Global population, although no longer growing exponentially, lies at an unfathomable 7.4 billion. Alongside population growth is the development of Megacities; a population of 10 million or above is the current criteria which a city must meet in order to be deemed a Megacity. While the amount of people on the planet is increasing, the amount of land available to live on is not. Once all the land in a Megacity has been developed, there are only a few ways the growth can continue, outwards…
New York City is the 6th largest Megacity worldwide, and is home to 23,632,722 people. With a population density of 1800 people per square kilometre, the suburbs of the city provide the majority of homes, whereas the centre provides space for businesses and economic hubs. It is this central business district which is in danger of becoming cramped and overcrowded. The finite amount of land within the exclusive catchment of the centre means that the owners of the land are desperate to profit off every exorbitant inch. This can cause an issue with each building trying to be the tallest leading to the iconic sky scrapers casting a dark shadow over the bustling streets below. Alongside the problems of darkness and the loss of world famous views over the New York skyline comes the added issue of increased congestion, as with more working space comes a natural increase in workers. This increase of traffic in and out of the city would create a plethora of issues as New York is the only American state in which most households do not own a car. The strain on public transport would increase tenfold, and as it is, the Big Apple does not conjure images of free flowing traffic.

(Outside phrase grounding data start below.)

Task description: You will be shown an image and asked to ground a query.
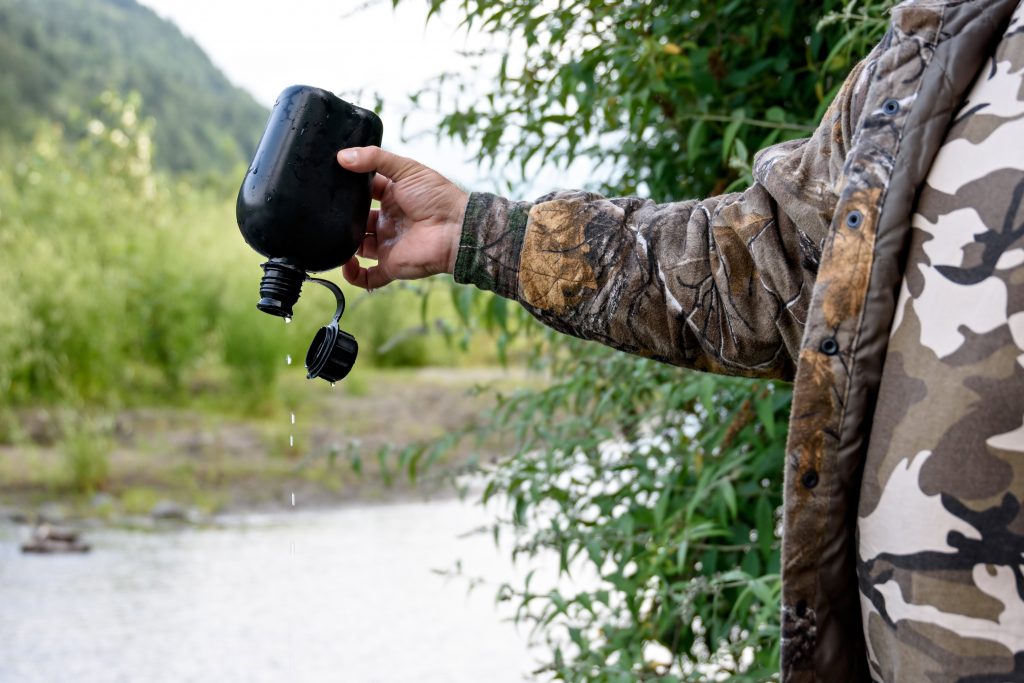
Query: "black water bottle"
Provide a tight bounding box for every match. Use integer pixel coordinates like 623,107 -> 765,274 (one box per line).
237,85 -> 383,318
236,85 -> 382,383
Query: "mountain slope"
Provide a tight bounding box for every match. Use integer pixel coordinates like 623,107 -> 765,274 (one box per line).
0,0 -> 268,173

In order to stop the over congestion of the city centre, air rights are issued to every plot of land. Air rights are the ability for a land owner to either develop into the air above their land, or sell it to other property or land owners. They are decided according to the neighbourhood zoning code, and there is a lot of profit to be made from selling thin air.

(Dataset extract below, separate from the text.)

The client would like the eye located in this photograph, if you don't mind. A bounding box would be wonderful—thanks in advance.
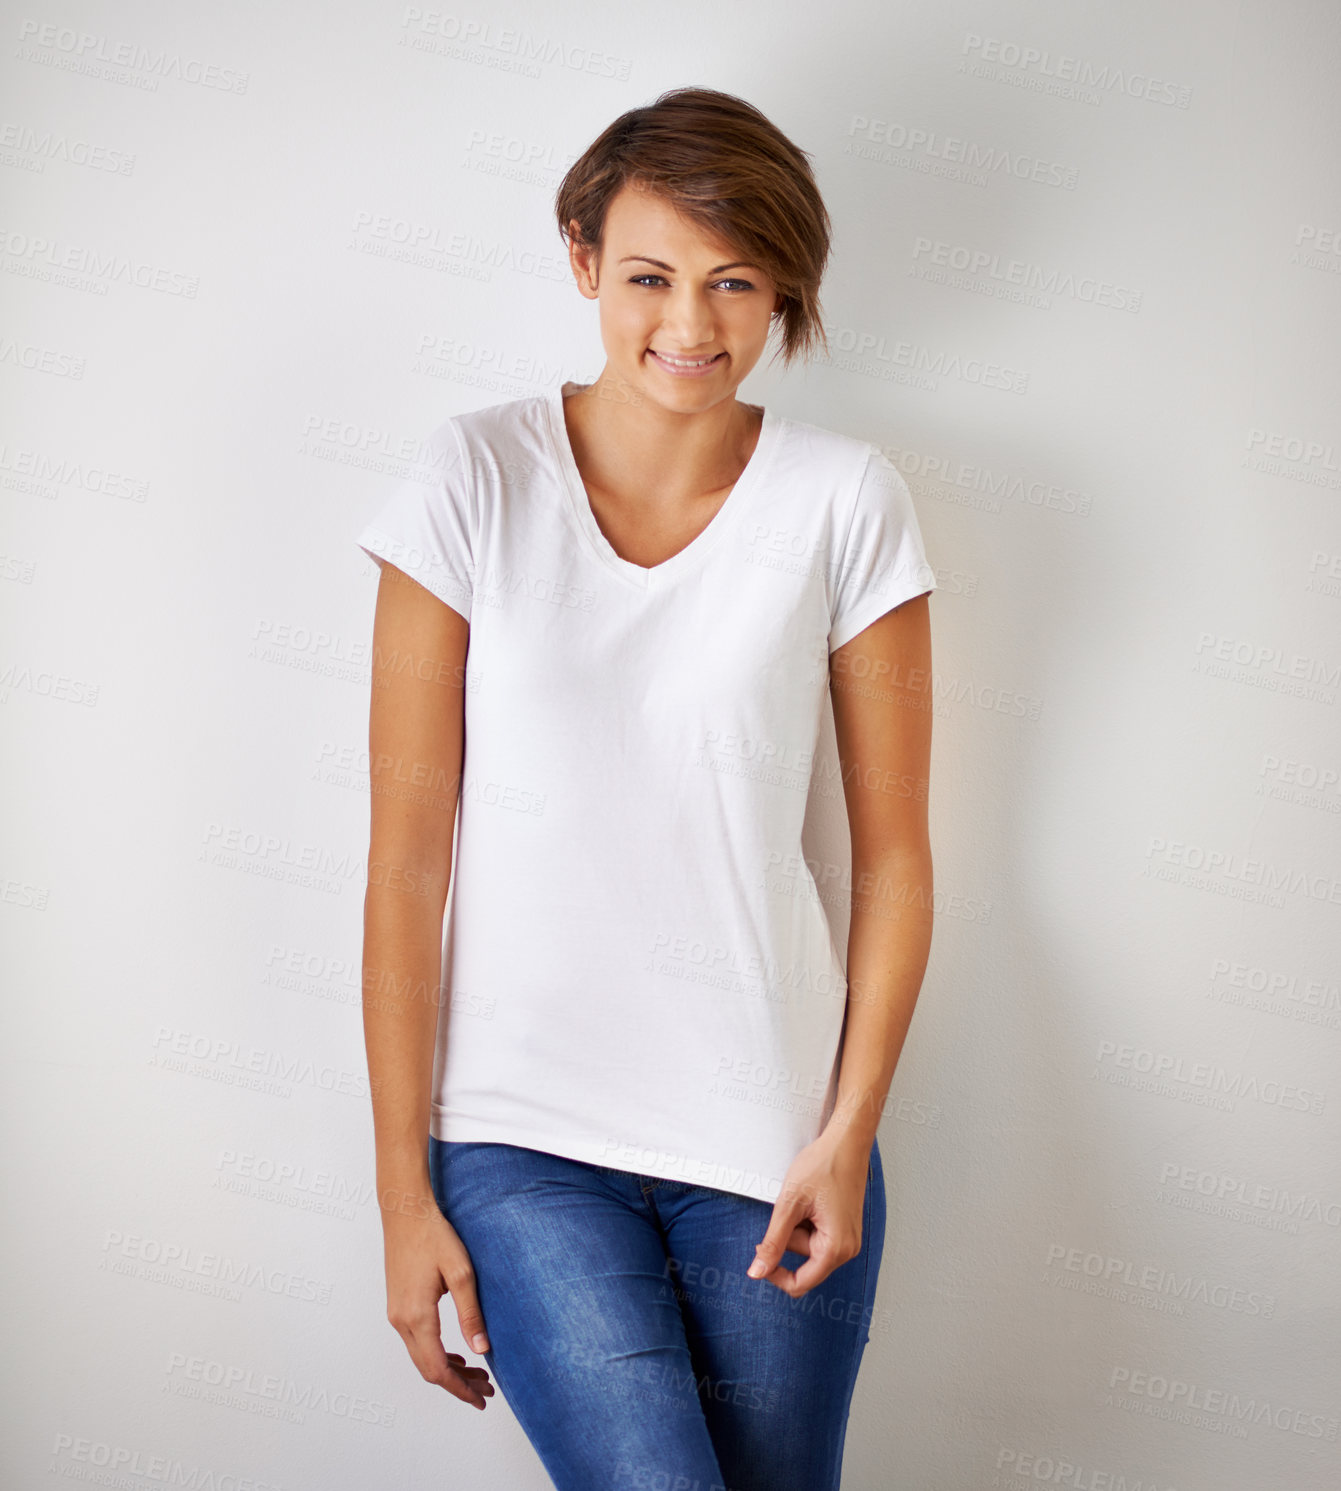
[626,274,756,292]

Each building in New York has air potential. This dictates how tall the structure can be, however each home or building owner has full control over their air potential. This means if two adjacent buildings have an air potential of five stories, and one has only utilised two stories of this, the extra three stories can be sold to the building across the road, increasing its air potential to eight stories. This trading of air rights may seem like a small deal on a domestic scale, but air can be a big money maker on an industrial scale. A new train station is to be built on Eighth Avenue on the site of an old post office. This $700 million dollar development has been long awaited, but as most train stations, it is a relatively flat structure. 1.5 million square feet of air rights have been unused in the plans for the station, and these are expected to sell for around $500 million dollars on today’s market, which would go a long way to helping the building of the new transport network.
In a city that is home to some of the world’s richest people and most valuable companies, its slightly ironic that thin air is one of the most sought after assets.